KıbrısManşetSiyaset

Birileri yazıyor ama oynayan sadece UBP değil

Eğer bugün bu yaşananlara toplumsal tepki vermezsek, bütün bunları başta demokrasi, insan hakları, özgürlükler, evrensel değerler kapsamında ele alıp  toplumsal mücadele sergilemezsek hep birlikte kaybedeceğimizi de herkesin iyice idrak etmesi gerekiyor

Güdümlü olduğu artık şüphe kaldırmaz olan bir baskı sonucu ülkede  bilerek kaos ortamı yaratıldı. Şimdi ise hükümeti kurmak için taht oyunlarına geçildi. Bütün bunlar yaşanırken KKTC’de, resmi rakamlarla, yıllık enflasyon % 88.81, yıllık gıda enflasyonu oranı ise % 105.23 ulaştı

Herkesin de fark edeceği üzere sistemli bir  yoksullaşma söz konusudur.

Elbette bütün bu yaşananları sadece UBP’nin bir iç meselesi olarak değerlendirmek gerçekçi değil. Bu her şeyden önce yeni bir irade zayıflatılmasıdır. Aynı oranda ise demokratik yapımızı tarumar etmektedir. Nihayetinde ise özgürlüklerimize uzanan bütün yolların tek tek tıkanmasını sağlamaktır.

Sanırım yaşananlara objektif bakan herkes daha farklı bir sonuca varmaz.

Zaten artık gizli de yapılmıyor bütün bunlar!

Ve tabii ki bu gidişat ve sonucu akıbetin  hiçbirimizi doğru bir yola çıkarmayacağını endişe içinde görebiliyorum.

Dolayısıyla bu yanlış zemini doğru adımlar atarak ortadan kaldırmak gerekiyor.

Bugün geldiğimiz bu durum yıllar yılı Türkiye ile kurgulanan yanlış ilişkilerin bir sonucudur. Bu hem sürdürülemez, hem de kabul edilemez.
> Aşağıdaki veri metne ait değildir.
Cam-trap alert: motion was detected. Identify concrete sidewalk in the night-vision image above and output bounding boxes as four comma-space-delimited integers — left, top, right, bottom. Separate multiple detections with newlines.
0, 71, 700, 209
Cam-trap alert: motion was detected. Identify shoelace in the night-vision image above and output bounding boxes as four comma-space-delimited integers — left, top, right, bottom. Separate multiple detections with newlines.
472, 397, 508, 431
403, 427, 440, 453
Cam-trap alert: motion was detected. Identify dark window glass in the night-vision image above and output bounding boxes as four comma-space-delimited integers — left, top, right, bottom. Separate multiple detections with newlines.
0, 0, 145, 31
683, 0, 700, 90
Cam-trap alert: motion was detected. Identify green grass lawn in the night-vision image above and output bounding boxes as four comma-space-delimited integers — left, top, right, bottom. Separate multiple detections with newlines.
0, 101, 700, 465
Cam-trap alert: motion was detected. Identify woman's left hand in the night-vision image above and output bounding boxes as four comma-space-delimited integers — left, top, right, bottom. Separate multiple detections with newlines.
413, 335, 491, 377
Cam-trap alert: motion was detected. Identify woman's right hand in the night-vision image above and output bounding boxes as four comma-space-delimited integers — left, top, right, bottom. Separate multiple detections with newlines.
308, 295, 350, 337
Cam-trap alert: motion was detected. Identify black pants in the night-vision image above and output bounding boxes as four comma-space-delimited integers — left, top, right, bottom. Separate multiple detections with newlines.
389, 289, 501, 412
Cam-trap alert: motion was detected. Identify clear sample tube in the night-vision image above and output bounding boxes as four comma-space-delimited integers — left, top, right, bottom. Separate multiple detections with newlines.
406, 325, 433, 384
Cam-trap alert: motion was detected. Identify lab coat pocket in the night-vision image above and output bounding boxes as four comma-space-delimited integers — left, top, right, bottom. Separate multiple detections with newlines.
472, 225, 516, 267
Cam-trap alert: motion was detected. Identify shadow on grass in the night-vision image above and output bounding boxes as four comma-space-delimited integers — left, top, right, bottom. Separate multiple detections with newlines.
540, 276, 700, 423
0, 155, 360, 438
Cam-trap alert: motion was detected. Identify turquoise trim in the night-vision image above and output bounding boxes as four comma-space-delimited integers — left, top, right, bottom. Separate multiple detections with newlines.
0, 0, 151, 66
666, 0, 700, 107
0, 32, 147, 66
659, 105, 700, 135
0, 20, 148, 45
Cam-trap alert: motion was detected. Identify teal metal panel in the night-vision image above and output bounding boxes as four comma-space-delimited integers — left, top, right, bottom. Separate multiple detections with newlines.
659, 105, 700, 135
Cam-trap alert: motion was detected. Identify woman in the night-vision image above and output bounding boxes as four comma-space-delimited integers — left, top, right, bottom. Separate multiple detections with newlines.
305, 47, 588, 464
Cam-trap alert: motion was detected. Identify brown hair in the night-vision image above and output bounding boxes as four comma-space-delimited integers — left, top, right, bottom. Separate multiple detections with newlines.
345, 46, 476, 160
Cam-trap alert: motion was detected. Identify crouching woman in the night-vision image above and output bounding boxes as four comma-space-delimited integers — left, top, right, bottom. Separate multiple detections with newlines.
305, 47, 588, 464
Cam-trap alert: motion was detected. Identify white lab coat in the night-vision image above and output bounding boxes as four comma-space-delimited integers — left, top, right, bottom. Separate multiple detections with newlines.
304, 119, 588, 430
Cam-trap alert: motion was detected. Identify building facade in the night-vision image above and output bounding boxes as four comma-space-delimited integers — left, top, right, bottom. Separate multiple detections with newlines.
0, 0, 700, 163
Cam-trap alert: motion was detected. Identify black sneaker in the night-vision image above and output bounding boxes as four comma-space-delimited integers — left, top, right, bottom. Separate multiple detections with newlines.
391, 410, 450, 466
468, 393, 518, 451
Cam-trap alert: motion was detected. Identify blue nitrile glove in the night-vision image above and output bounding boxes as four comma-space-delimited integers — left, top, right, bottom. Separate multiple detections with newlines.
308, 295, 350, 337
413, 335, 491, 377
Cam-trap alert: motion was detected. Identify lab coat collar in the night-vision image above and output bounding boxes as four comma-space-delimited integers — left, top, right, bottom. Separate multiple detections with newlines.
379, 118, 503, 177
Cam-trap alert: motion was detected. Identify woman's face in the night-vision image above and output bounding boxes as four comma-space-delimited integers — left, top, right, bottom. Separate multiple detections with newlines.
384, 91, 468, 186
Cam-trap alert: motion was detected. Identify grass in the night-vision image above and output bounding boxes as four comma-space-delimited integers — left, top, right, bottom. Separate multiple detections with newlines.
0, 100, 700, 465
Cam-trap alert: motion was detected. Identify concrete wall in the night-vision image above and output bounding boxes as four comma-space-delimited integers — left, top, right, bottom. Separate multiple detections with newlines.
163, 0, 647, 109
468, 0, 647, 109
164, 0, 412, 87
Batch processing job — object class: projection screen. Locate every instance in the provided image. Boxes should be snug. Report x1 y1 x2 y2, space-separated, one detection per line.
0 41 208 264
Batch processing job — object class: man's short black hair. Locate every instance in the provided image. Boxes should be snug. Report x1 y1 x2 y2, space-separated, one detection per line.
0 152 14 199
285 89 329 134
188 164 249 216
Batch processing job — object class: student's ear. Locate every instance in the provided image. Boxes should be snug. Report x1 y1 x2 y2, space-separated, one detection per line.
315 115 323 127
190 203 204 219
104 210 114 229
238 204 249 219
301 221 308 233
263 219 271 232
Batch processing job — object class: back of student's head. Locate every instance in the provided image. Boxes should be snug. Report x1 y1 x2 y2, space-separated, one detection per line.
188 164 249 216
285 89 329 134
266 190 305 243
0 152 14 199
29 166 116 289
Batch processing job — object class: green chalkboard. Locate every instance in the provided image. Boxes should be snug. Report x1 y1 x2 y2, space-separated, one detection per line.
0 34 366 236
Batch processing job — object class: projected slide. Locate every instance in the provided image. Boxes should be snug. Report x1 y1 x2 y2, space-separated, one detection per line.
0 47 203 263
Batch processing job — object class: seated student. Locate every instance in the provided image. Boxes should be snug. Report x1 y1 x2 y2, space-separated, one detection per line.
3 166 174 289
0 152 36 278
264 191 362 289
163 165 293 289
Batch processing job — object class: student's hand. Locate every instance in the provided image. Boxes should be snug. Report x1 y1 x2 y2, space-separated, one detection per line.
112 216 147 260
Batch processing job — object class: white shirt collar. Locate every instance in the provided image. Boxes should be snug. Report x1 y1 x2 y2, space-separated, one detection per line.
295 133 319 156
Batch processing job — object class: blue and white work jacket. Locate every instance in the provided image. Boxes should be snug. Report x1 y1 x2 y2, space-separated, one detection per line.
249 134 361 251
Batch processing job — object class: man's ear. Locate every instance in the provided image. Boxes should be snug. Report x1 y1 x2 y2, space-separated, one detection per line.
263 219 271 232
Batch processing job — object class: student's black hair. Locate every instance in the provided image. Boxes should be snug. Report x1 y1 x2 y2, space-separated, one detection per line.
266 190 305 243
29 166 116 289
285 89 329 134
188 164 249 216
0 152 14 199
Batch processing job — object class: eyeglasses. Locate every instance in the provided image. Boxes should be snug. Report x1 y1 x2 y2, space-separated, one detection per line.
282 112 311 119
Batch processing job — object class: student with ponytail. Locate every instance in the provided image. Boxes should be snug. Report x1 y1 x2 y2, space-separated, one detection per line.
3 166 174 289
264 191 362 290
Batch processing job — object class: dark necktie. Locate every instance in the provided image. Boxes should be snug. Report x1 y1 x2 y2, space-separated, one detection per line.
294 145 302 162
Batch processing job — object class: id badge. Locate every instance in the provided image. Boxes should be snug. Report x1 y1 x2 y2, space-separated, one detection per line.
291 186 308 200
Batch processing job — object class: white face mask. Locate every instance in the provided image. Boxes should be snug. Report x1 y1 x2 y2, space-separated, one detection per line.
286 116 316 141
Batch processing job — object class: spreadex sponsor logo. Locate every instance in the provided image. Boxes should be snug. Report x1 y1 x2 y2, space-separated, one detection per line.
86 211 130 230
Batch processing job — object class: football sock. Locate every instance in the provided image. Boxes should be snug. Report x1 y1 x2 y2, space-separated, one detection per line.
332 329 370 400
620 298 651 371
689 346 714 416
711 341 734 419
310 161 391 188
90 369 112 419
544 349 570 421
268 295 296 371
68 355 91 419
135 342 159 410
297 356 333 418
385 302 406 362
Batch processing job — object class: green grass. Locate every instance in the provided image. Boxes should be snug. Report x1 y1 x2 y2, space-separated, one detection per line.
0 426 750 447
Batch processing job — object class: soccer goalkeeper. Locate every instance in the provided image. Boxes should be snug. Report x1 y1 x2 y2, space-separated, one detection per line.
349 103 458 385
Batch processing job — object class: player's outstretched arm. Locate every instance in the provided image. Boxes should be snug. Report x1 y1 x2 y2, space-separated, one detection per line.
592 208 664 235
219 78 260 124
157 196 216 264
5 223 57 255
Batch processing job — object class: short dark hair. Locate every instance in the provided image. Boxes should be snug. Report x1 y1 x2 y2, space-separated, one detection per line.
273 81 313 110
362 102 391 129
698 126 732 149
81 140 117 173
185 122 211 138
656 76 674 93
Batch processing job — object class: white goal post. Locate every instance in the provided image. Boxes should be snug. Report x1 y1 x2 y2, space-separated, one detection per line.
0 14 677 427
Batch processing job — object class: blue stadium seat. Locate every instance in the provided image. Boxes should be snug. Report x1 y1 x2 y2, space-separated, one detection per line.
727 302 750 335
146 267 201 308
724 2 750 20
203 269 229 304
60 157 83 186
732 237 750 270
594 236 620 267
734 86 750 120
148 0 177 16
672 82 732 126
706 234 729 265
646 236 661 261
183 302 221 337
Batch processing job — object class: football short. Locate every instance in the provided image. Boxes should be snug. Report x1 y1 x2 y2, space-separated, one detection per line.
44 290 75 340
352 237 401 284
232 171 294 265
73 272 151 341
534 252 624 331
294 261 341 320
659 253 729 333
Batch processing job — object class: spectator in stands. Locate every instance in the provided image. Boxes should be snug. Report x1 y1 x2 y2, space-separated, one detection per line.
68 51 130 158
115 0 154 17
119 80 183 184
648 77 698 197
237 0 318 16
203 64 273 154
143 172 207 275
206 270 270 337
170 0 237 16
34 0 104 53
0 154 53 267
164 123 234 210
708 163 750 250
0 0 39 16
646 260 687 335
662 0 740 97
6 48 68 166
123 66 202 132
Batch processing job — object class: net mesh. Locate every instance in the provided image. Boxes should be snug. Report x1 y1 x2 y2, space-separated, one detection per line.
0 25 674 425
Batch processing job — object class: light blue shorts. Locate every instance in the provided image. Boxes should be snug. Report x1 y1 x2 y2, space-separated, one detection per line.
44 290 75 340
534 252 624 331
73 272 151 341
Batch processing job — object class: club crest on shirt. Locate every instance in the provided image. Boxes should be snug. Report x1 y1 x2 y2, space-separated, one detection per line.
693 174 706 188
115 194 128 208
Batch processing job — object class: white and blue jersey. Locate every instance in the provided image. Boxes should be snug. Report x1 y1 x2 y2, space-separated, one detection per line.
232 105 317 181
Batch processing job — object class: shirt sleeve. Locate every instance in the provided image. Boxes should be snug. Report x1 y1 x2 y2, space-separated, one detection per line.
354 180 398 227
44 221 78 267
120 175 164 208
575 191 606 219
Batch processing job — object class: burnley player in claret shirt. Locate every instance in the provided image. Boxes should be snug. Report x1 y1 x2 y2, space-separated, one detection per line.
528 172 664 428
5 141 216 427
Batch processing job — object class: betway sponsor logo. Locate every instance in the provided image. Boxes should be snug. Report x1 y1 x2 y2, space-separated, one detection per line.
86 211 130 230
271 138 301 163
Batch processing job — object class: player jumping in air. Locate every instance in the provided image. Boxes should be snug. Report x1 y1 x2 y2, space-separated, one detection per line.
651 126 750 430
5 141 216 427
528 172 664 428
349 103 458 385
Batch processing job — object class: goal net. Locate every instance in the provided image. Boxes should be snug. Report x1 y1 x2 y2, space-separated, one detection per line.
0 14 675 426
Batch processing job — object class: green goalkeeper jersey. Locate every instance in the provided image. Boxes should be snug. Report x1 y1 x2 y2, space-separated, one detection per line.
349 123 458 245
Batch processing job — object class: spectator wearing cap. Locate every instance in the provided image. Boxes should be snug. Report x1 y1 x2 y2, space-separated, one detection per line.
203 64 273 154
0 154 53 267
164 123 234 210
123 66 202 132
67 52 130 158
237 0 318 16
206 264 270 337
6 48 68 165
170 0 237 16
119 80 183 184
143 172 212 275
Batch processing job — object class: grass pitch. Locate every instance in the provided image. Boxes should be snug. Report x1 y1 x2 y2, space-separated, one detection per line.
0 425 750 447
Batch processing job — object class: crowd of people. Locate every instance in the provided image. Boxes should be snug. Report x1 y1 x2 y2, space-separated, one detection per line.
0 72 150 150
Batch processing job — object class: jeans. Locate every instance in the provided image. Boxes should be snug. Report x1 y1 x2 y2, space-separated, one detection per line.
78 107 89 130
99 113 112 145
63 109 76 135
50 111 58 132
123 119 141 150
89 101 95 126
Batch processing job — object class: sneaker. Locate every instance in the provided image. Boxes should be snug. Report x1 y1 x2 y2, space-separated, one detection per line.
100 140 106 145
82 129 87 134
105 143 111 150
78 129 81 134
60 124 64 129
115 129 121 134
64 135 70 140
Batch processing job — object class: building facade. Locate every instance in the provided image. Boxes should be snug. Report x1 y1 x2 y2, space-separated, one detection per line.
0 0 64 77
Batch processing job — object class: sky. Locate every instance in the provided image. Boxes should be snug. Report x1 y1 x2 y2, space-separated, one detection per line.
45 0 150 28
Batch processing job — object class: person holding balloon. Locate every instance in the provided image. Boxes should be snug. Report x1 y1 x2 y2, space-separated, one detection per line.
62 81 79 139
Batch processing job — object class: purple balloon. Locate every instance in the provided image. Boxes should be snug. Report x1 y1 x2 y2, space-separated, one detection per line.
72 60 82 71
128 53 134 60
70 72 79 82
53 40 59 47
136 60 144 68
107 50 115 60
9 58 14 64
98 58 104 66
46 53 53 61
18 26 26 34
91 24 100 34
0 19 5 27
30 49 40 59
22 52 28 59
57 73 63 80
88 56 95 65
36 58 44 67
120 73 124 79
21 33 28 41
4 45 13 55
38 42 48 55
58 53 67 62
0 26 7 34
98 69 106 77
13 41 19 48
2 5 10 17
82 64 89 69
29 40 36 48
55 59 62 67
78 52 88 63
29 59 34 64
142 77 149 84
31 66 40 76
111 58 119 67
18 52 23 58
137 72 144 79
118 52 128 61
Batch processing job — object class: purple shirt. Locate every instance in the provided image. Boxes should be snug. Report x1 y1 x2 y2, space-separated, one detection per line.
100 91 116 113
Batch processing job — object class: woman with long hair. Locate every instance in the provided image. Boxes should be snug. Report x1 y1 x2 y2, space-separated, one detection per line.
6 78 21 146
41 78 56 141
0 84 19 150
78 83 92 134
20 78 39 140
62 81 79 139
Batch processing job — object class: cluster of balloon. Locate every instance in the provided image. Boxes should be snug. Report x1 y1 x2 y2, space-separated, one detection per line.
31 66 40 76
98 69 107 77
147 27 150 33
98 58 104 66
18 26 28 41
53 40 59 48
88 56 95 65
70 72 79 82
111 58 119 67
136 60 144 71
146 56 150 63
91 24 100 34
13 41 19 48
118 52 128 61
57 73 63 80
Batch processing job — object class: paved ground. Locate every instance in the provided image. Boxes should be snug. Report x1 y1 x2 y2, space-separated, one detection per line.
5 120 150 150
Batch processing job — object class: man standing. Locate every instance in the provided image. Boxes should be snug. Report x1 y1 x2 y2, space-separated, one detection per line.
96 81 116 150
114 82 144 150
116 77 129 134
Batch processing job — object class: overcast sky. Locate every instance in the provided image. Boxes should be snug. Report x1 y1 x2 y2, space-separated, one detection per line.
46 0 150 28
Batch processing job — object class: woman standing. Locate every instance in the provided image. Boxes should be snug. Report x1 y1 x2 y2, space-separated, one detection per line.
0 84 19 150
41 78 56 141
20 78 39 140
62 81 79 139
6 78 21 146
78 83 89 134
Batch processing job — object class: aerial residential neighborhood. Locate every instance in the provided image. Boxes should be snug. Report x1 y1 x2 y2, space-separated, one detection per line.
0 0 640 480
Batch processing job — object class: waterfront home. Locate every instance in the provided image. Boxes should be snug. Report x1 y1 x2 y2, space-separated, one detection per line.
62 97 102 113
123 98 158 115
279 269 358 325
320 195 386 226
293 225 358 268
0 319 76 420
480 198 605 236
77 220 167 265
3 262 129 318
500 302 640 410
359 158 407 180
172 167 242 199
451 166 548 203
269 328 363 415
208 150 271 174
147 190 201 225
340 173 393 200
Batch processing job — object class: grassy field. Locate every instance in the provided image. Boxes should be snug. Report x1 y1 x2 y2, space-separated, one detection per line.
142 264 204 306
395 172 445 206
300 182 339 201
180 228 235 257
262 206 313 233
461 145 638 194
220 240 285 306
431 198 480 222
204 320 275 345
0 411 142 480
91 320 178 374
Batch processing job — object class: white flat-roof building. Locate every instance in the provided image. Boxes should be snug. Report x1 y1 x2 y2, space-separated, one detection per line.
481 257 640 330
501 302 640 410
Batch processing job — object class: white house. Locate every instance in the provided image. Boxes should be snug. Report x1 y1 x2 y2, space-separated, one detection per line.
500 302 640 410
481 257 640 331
Dolayısıyla bir bütünlük içinde toplum olarak birlikte hareket etme zorunluluğumuz ortaya çıkmıştır.

Eğer bugün bu yaşananlara toplumsal tepki vermezsek, bütün bunları başta demokrasi, insan hakları, özgürlükler, evrensel değerler kapsamında ele alıp  toplumsal mücadele sergilemezsek hep birlikte kaybedeceğimizi de herkesin iyice idrak etmesi gerekiyor.

Burada önemli olan sorunu doğru tespit etmektir. Ve fakat üzülerek belirtmeliyim ki ana muhalefet partisi konuya Fransız kalmayı tercih ediyor. Nitekim genel sekreter Sorakın yeni oluşan durumda, UBP’nin meşru bir hükümet kurma ihtimali ortadan kalktığına göre, hükümeti kurma görevi ana muhalefet partisi CTP genel başkanı Tufan Erhürman’a verilmelidir. Demokratik teamüller de bunu gerektirmektedir. diyebiliyor.

Yani kısaca biz böylesi demokratik sürecin sekteye uğratıldığı ve işlemediği bir ortamda da olsa bunu fırsata çevirerek hükümeti kurma görevini alabiliriz dolayısıyla hükümeti kurma görevini bize verin diyor CTP genel sekreteri Sorakın. Belli ki genel sekreter UBP içinde yapılan dayatmanın sadece UBP’yi bağlayan bir hadise olduğuna inanıyor.

Başka türlü bir izah bulamıyorum ben buna.